To investigate the impact of hub genes on the prognosis of HCC patients. We gathered the expression levels of the hub genes and clinical information from 341 patients with HCC in the TCGA. Univariate and multivariate Cox regression analyses were conducted among the hub genes (Supplementary Table 7). As depicted in Supplementary Fig. 4, two genes (ADAM9 and PTK2B) significantly influenced the PFS of HCC patients. We subsequently computed a prognostic index for all samples via the following formula: A–P score = expression level of ADAM9 × (0.14988) + expression level of PTK2B × (-0.30710). When the median A–P score was used as the cut-off value, low-score patients exhibited better PFS than high-score patients did (p < 0.001, log-rank test; Fig. 6c). The role of the A–P score was then validated via the GSE14520 (n = 242) HCC dataset. As presented in Fig. 6d, patients in the low-score subgroup had a significantly better prognosis than those in the high-score subgroup did, which was consistent with the results from the TCGA dataset (p = 0.006, log-rank test).

Discussion

In this study, we developed radiomics and clinical–radiomics models to predict the MTM subtype with the VETC pattern in HCC patients preoperatively based on clinical information and contrast-enhanced MRI. Additionally, we constructed baseline models, including the LI-RADS model and the clinical–LI-RADS model based on LI-RADS categorization, which offers standardized imaging terminology for HCC and enables precise stratification of HCC probability and overall malignancy22,23,24. In comprehensive model assessments, the clinical–radiomics model showed marginally superior performance over the radiomics model and clearly outperformed the baseline models. Furthermore, both the radiomics and the clinical–radiomics models could be applied to stratify patient prognosis. In further exploratory research, we discovered the relevant connections between metabolic pathways and immune infiltration in the tumour microenvironment of high-risk patients, as predicted by the clinical–radiomics model. After that, we identified hub genes in the high-risk group to explore potential therapeutic target pathways and their impact on prognosis.

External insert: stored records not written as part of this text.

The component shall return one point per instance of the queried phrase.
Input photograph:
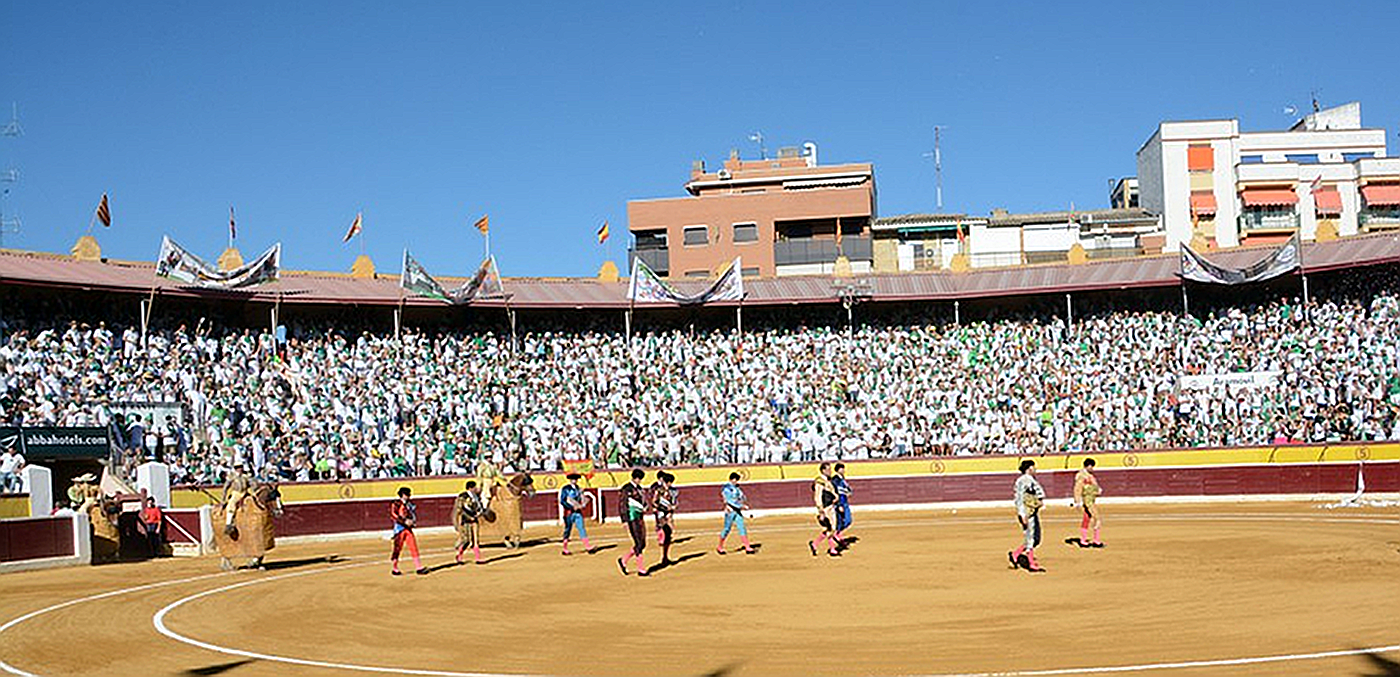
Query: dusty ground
(920, 593)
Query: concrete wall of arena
(335, 508)
(35, 543)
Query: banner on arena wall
(581, 466)
(417, 280)
(56, 444)
(1241, 379)
(1284, 259)
(647, 287)
(486, 283)
(179, 263)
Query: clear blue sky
(426, 115)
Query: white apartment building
(1215, 186)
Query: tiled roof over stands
(333, 288)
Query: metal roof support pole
(146, 319)
(510, 315)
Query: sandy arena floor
(920, 593)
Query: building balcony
(794, 252)
(1378, 220)
(1264, 221)
(657, 259)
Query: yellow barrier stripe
(941, 465)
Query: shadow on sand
(1382, 666)
(217, 667)
(293, 564)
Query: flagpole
(1304, 273)
(1180, 274)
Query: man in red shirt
(153, 522)
(405, 516)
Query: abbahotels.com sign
(48, 442)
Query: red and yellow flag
(354, 228)
(104, 213)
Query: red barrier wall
(1304, 479)
(188, 521)
(35, 539)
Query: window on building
(696, 235)
(651, 239)
(1200, 158)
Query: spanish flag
(354, 228)
(104, 213)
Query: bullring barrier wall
(359, 507)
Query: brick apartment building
(783, 216)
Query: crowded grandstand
(342, 393)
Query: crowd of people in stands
(329, 404)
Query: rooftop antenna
(938, 165)
(10, 176)
(13, 129)
(758, 137)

A total of 9 radiomics features were selected; interestingly, radiomics features related to HBP were not selected. Yu et al.12 developed a radiomics model based on contrast-enhanced MRI HBP images to predict the VETC pattern and reported that the peritumoural radiomics model outperformed the intratumoural model, a finding that was consistent with observations in a study by Chong et al.25. Peritumoral hypointensity during the HBP has consistently been shown to be a strong predictor of microvascular invasion (MVI)26, and we speculate that valuable imaging information resides in the peritumoural area rather than the intratumoural area during the hepatobiliary phase. These findings seem to explain our research results. To mitigate the bias in model learning caused by sample imbalance, we adjusted the weights of positive and negative samples via the weighting parameter provided by the XGBoost model, which enabled the model to achieve good predictive performance and robustness. However, the generally lower MTM-VETC positivity rate and variations in positivity rates among the three datasets inevitably lead to a lower F1 score for the models and suboptimal performance on the precision‒recall curves. Our results indicate that elevated serum AFP levels are an independent predictor of the MTM-VETC subtype, which is consistent with previous reports5,15,27.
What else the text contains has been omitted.